“Ed and I actually met in a bar, one night in San Diego. I learned he was in the military, we exchanged phone numbers, and not too long after that, he invited me to go to a Navy ball. My family is Indian and the culture is such that my parents wanted me to marry an engineer or a doctor. Their perception of the military was it was for people who didn’t succeed academically to advance to earn a 4 year degree.
“I had no concept of military life. The night of the Navy ball, I decided I didn’t want to go and I told him I wasn’t really feeling well. I stayed home, he left the ball early and came over in his dress whites and brought soup and a movie. I knew in that moment that he was someone I didn’t want to let go. Randomly, my dad asked if I was dating anyone, and when I told him about my military man, he told me that really he just wanted me to be happy. They met him a few weeks later, and my dad told me about when he immigrated to the United States and he wrote letters to my mom, back in India. Her parents wanted her to marry someone more affluent, somebody rich and famous, but they were in love, and my dad saw that in my relationship, too.
“Ed deployed soon after and we had an email relationship. The more I learned about him, the more I liked him. He wanted me to know all about the military life. With all the acronyms and etiquette, he realized it was more of a culture than just a job, so he took me to pre-deployment briefs and gave me the 4-1-1 on life in the Navy. When he returned from deployment, we got engaged. We went to the church to speak with the pastor and got married a week later. It was one year, one month, one day after we had first met. We moved from San Diego to Monterey and then Rhode Island. We were married but I had just started graduate school, so he went to Rhode Island and I stayed in California. It was during that time that I first heard about United Through Reading. They’d given an emotional plea for volunteers and I loved the idea behind it — uniting families during deployment through the service member reading bedtime stories. United Through Reading would record the stories on video and would send the families a copy. It was before Skype, before FaceTime. It was such a special mission and I wanted to be a part of it. Even though we didn’t have children, I could imagine this as the ‘go to’ resource we would need when we had kids of our own.

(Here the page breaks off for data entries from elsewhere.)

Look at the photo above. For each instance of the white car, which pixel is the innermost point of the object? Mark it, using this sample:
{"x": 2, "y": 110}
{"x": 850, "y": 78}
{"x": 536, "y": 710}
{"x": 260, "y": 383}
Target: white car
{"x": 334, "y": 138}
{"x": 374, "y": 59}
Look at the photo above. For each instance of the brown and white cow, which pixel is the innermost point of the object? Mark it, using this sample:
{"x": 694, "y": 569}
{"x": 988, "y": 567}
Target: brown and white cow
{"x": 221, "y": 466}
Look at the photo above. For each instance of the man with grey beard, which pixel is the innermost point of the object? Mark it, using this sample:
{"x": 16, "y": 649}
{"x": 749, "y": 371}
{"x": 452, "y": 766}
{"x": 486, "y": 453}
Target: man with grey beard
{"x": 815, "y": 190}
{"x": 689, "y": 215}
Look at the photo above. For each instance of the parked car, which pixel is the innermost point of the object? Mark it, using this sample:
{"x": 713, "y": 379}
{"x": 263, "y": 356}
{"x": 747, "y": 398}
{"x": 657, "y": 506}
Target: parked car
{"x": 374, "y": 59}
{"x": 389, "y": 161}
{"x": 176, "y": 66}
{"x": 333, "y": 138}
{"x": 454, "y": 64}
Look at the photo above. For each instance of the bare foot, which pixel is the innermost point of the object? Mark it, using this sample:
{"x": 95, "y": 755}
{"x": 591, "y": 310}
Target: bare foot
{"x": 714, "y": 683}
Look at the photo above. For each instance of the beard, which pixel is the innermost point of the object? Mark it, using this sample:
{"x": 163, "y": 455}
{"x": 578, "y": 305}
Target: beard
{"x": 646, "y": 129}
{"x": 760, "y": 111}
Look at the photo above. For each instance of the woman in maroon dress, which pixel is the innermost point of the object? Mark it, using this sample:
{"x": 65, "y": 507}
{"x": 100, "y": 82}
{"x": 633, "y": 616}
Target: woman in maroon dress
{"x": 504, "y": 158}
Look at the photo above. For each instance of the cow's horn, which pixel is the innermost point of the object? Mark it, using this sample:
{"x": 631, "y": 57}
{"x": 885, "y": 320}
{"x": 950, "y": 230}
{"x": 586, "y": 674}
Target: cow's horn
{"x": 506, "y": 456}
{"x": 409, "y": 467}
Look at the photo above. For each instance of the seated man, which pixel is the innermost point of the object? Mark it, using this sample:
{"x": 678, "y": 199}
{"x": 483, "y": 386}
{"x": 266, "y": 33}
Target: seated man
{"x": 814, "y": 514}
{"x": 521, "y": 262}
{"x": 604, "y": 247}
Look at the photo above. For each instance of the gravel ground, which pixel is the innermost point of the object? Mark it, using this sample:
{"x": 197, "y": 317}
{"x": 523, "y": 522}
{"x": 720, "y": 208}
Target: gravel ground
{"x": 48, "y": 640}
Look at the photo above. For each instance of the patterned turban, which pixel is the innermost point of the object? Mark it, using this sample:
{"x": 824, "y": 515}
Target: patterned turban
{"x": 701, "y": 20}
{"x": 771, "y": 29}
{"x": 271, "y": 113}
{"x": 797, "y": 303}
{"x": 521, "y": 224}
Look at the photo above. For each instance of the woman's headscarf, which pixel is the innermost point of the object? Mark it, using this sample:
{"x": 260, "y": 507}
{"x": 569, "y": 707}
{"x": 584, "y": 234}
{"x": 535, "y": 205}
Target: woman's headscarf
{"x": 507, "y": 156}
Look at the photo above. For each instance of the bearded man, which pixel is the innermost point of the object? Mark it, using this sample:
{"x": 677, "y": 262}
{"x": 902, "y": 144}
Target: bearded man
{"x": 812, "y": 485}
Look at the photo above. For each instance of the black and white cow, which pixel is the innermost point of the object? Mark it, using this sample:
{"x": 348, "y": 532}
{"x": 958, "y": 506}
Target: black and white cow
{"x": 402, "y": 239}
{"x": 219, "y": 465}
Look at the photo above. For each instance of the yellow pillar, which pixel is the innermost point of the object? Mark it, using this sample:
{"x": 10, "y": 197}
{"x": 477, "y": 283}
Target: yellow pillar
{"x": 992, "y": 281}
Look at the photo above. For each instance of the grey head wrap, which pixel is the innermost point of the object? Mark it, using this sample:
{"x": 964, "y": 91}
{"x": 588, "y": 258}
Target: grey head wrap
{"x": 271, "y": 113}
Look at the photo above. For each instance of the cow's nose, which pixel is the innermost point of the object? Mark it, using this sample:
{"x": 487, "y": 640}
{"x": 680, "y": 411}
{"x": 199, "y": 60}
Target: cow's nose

“Ed deployed again when I was pregnant and came home just in time for the birth. We’d spent more time apart then we had together but we made it work! I finished grad school and I was looking for a new opportunity. I started as a program manager for a grant at a community college and I’ll be honest, I hated it. There was no camaraderie, no flexibility, and I wasn’t happy there. I wanted those things in a job. The Indian culture is such that your work becomes your lifestyle, with how you speak, your traditions, your passions. You see that in the military community, and I wanted to find a piece of it too, in my own career.
“I contacted United Through Reading, as I saw all of the things I was looking for there, when I volunteered for them. They had an opening in data management and I couldn’t wait to get started. As times have changed, so too has my job, and now I serve as the Director of Campaigns and Initiatives. It’s an incredible place to work. We all work virtually, but definitely as a team. The work and the people have truly become a part of our family. Seeing these brave and courageous men and women reading a children’s book to their loved ones left behind … My eyes are welling up even talking about it! I cry every time I watch a video. To hear these kids react; to know the unbreakable emotional connection between parents and their children … it’s indescribable. Long distance is always hard, but programs like United Through Reading help keep our military families strong. To be a part of it all is both humbling and rewarding.”